Typically seen as the last hurrah of the aristocracy, the Edwardian period was full of social turmoil. Political groups abounded, some violent and some not: Anarchists, Nihilists, and Socialists, whose agitations of and attractions to the working classes upset the delicate balance of the haves and have nots. Not only was Parliament swiftly becoming to domain of progressive, Liberal politicians who had no pretensions to advancing into the aristocracy, as middle-class men formerly desired, but they were fighting to pass laws to shorten work hours, institute income tax, death duties and worst of all, in England at least, old age pensions, unemployment benefit and state financial support for the sick and infirm (per Lloyd George’s “People’s Budget”).
By the mid-1900s, there came a schism between the young and their elders, whose wants, needs and desires had long reigned supreme.
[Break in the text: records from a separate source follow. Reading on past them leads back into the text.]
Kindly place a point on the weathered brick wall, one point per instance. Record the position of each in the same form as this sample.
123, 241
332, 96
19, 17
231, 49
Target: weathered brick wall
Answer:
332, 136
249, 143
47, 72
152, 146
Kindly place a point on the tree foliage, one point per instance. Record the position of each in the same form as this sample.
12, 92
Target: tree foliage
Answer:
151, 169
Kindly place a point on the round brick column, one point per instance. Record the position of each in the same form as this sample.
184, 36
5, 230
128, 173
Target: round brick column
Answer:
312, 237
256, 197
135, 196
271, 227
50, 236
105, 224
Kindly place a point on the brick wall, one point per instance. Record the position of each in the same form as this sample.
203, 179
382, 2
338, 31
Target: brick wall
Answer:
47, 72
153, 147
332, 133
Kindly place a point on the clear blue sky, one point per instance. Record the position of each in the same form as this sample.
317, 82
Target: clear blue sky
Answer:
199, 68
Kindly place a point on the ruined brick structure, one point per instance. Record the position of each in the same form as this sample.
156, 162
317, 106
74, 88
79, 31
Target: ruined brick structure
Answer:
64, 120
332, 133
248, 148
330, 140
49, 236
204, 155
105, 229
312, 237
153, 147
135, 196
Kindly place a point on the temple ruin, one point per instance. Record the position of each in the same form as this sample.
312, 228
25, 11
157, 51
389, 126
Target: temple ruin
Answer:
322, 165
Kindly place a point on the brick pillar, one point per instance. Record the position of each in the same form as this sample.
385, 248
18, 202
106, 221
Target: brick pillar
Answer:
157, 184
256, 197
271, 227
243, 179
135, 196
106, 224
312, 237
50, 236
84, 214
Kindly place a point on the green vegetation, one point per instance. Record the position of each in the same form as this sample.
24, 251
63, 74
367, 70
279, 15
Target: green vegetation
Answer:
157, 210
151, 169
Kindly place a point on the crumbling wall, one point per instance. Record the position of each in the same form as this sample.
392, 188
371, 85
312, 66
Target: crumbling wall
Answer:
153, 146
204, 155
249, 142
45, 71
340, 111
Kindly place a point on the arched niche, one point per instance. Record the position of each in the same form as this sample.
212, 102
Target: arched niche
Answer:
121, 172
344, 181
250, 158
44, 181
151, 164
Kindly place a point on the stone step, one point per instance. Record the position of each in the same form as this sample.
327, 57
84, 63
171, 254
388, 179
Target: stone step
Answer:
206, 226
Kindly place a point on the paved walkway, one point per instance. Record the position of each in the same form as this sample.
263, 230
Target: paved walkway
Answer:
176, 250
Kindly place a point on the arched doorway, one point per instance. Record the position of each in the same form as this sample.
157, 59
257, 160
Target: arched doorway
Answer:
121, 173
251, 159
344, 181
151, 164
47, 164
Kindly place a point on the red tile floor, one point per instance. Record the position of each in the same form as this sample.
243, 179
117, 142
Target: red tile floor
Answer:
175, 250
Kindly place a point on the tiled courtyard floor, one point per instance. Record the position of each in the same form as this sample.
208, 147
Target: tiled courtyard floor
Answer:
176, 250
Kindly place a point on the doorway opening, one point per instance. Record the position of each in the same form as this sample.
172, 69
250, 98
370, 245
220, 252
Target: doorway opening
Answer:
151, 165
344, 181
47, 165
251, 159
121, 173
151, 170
This “cult of youth” found young men and women creating a separate life from that of their parents, disrupting the notions that only married, settled men and women mattered in society. The suffragist/suffragette movement helped to shatter the lingering ideals of womanhood. Though women entered into the workforce in the 1880s and 1890s, it wasn’t until the 1910s that young women from well-to-do backgrounds thought of attending college and striking out on their own.
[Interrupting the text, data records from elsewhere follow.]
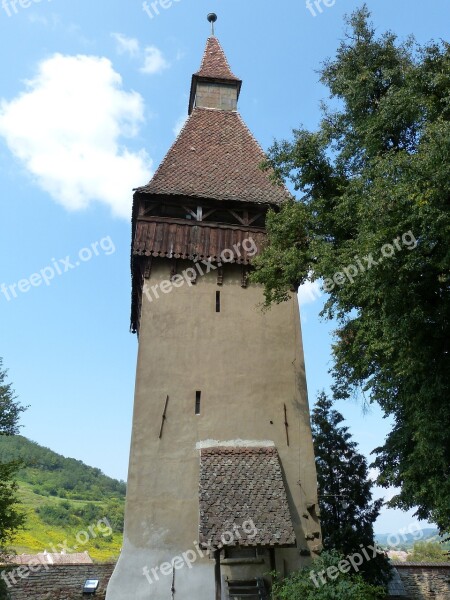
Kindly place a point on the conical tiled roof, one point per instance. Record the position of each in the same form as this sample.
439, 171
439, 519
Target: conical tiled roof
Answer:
214, 63
216, 157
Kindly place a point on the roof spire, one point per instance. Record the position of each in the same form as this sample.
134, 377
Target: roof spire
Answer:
212, 18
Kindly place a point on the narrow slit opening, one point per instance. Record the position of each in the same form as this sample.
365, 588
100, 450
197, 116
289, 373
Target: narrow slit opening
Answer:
198, 396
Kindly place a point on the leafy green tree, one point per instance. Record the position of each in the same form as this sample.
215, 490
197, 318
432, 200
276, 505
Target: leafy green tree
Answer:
10, 517
345, 491
428, 552
324, 580
373, 224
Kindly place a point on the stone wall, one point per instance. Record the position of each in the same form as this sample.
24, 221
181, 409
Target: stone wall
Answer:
425, 581
55, 582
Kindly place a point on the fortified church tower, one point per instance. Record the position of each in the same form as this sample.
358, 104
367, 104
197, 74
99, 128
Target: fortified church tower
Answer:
222, 484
The influence of the Prince of Wales (later King Edward VII) dominated this period. His manner of dress, speech, leisure, amusements–and those with whom he chose to befriend, were slavishly imitated by those who wished to be accepted as “smart.” It was he who threw open the doors of society, extending a welcome to wealthy Anglo-, Franco-, and German-Jewish families (the Rothschilds, Sassoons, and Cassells, among others), American millionaires, and the nouveaux riches derived from Britain’s many colonies.
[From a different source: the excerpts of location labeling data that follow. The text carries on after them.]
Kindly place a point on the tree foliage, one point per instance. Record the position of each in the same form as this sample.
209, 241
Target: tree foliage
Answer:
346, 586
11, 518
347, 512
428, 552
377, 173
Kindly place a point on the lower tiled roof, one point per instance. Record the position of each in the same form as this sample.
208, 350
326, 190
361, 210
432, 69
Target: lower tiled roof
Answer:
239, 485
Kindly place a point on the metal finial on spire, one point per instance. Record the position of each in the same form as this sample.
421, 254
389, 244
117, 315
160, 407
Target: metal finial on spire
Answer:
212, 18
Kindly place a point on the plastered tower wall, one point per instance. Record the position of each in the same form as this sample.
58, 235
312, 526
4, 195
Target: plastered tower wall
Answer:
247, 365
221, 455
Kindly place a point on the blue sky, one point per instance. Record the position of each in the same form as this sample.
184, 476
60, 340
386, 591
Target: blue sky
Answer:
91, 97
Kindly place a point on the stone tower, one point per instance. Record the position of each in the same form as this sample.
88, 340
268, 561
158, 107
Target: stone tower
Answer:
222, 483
Progressive politics shaped the United States. Guided by the boisterous, charismatic Theodore Roosevelt, America began to take its place as a world power, and after WWI, amidst the shattered, charred fields of Europe, it became the dominant power in the world.
Science and Technology
Many people considered this period to be the “age of optimism.” So many things had been invented so quickly–telephones, typewriters, sewing machines, motorcars, aeroplanes, wireless–it was thought that war would be averted due to the surplus of helpful inventions.
Art, Literature and Music
Writers, artists and composers we consider “modern” had their roots in the Edwardian era. The Bloomsbury Group, included author E.M. Forster, whose first four novels were published between the years 1905 and 1910. Pablo Picasso moved to Paris in 1900, and Cubism was formed around 1909-1912. Authors like Galsworthy and playwrights like Shaw, Ibsen and Pinero challenged mid-Victorian tastes, introducing themes such as venereal disease, fallen women, class, etc as the subject of their plays.
Religion and Spirituality
The church no longer played as vital a role in the daily lives of Edwardians. Darwinism, which gained a foothold in society in the 1850s and ’60s, melded with the rapid technological advances of the period, and many people felt man to be nigh invincible!